A Forecast For 2013: Stocks Up, The Economy Down

2013 could turn out to be a very good year for the stock market, but still be a bad year for the economy. Here’s why.

The fiscal cliff deal struck at the beginning of this month will raise taxes; and higher taxes will negatively impact the economy. However, higher taxes will also reduce the size of the government’s budget deficit. That means that government borrowing will suck less money out of the economy. The Fed, on the other hand, has already begun to pump a great deal more money into the economy. In fact, it now looks like the Fed will print more money through its expanded third round of Quantitative Easing than the government will borrow to finance its budget deficit. With the government borrowing less and the Fed printing more, there is likely to be a growing pool of excess liquidity. It is also likely that at least part of that excess liquidity will make its way into the stock market and push stock prices higher – regardless of what’s happening in the real economy.

Let’s take a closer look at the details.

It is estimated that the fiscal cliff deal will raise taxes this year by approximately $250 billion, an amount roughly equivalent to 1. 6% of GDP. That is likely to cause the economy to be $250 billion or 1. 6% smaller than it otherwise would have been. Remember, every economy is made up of just four parts: personal consumption expenditure, business investment, net trade and government spending. The $250 billion tax hike most likely will reduce personal consumption (and therefore GDP) by roughly the same amount, i. e. $250 billion. The economy is already very weak going into 2013. The fiscal cliff deal will make it $250 billion weaker.

It was not at all certain that the US economy could have grown by 2% in 2013 even before this deal. Now, higher taxes will deduct roughly 1. 6% of GDP. Therefore, it is quite possible that the economy will slide back into recession due to this fiscal tightening. Moreover, during the next couple of months, the Democrats and Republicans in Congress will continue to battle one another over raising the ceiling on how much debt the government can issue. Technically, the “debt ceiling” has already been reached. The Republicans have said that they will not vote for a higher debt ceiling until a deal is reached to cut government spending. If their demands are met and government spending is cut, that will further reduce the size of the economy and increase the chances of recession this year. Either way, with or without government spending cuts, the real economy will face severe headwinds in 2013. That could very well mean that the unemployment rate will soon begin to rise again.
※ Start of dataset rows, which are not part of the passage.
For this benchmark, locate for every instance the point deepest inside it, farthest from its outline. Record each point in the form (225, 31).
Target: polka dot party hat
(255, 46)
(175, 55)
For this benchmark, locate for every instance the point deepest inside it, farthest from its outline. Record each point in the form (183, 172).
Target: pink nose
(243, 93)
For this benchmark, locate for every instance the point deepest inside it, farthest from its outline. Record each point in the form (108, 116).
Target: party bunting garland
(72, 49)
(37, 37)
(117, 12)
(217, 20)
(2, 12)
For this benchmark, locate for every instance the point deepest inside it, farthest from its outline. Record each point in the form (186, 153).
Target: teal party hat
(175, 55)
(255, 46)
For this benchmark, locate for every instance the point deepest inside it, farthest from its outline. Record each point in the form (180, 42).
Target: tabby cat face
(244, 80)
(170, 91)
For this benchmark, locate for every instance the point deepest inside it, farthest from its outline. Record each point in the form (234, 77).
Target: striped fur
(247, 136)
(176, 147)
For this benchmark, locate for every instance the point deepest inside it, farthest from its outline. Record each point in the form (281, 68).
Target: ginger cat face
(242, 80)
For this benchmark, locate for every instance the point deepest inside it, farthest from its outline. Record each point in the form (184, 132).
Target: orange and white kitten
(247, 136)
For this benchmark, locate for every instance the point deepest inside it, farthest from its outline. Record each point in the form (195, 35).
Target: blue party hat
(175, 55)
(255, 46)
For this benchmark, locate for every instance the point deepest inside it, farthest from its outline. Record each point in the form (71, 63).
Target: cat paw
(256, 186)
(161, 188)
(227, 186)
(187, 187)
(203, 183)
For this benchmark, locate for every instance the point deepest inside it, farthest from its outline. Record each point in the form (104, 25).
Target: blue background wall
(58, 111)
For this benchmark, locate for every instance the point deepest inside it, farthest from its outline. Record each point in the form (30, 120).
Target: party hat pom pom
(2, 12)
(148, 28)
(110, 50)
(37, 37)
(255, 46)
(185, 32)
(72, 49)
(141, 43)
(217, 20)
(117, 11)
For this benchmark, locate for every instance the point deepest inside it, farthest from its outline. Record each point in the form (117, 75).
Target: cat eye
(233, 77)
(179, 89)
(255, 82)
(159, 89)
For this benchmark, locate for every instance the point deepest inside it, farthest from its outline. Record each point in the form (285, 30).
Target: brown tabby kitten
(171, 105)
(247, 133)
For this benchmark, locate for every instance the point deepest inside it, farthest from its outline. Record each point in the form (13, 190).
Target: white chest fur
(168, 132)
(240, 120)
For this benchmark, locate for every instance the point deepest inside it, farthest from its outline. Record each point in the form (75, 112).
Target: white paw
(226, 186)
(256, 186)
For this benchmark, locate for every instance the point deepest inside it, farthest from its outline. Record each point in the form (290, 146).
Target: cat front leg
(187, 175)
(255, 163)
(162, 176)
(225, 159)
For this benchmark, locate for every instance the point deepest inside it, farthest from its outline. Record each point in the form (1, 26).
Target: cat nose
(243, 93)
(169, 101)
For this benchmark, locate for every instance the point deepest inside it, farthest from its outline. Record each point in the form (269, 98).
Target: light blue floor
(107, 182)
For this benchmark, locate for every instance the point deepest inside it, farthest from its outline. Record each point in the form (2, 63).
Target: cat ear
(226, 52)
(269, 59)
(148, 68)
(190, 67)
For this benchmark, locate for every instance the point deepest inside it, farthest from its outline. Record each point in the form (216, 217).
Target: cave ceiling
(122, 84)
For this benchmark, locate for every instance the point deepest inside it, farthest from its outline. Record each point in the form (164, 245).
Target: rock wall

Luckily for equity investors, stock prices are not determined solely by the fundamentals of the real economy. They are also affected by liquidity or, in other words, by how much money is sloshing around the economy. This year, thanks to the Fed, it appears that there will be an enormous amount of liquidity sloshing around. The Fed is now printing $85 billion of new money every month. That will add up to just over $1 trillion if QE 3 goes on all year. That will be more than the entire budget deficit, which should be somewhere in the range of $800 billion to $900 billion this year. With the Fed printing even more money than the government is borrowing, there will be plenty of excess liquidity available to push stock prices higher – and perhaps significantly higher!

Moreover, the ample liquidity is likely to spill over into other asset classes as well. As long as the Fed continues printing money at the present rate, gold and silver prices should move higher, property prices should rise and even bond prices should remain high (which will keep yields low). Rising asset prices will make those who own assets feel richer and encourage them to spend more. And, increased spending will support economic expansion…. so long as the Fed keeps printing.

In other words, lacking any fresh ideas, the Fed is once again attempting to drive the economy through asset price inflation. With US median income being driven lower due to globalization and with fiscal austerity now set to shrink the economy thanks to Congress, the Fed has once again begun to resort to bubble blowing to stave off economic collapse.

The global economic raft is being aggressively inflated with the injection of new money. As long as this continues, asset prices will rise. This won’t go on forever, however. We have seen this all before. When the Fed signals its intentions to stop (or slow down) its printing press, investors should quickly take their profits because, at that time, asset prices are likely to quickly deflate. Until then, ENJOY THE RIDE!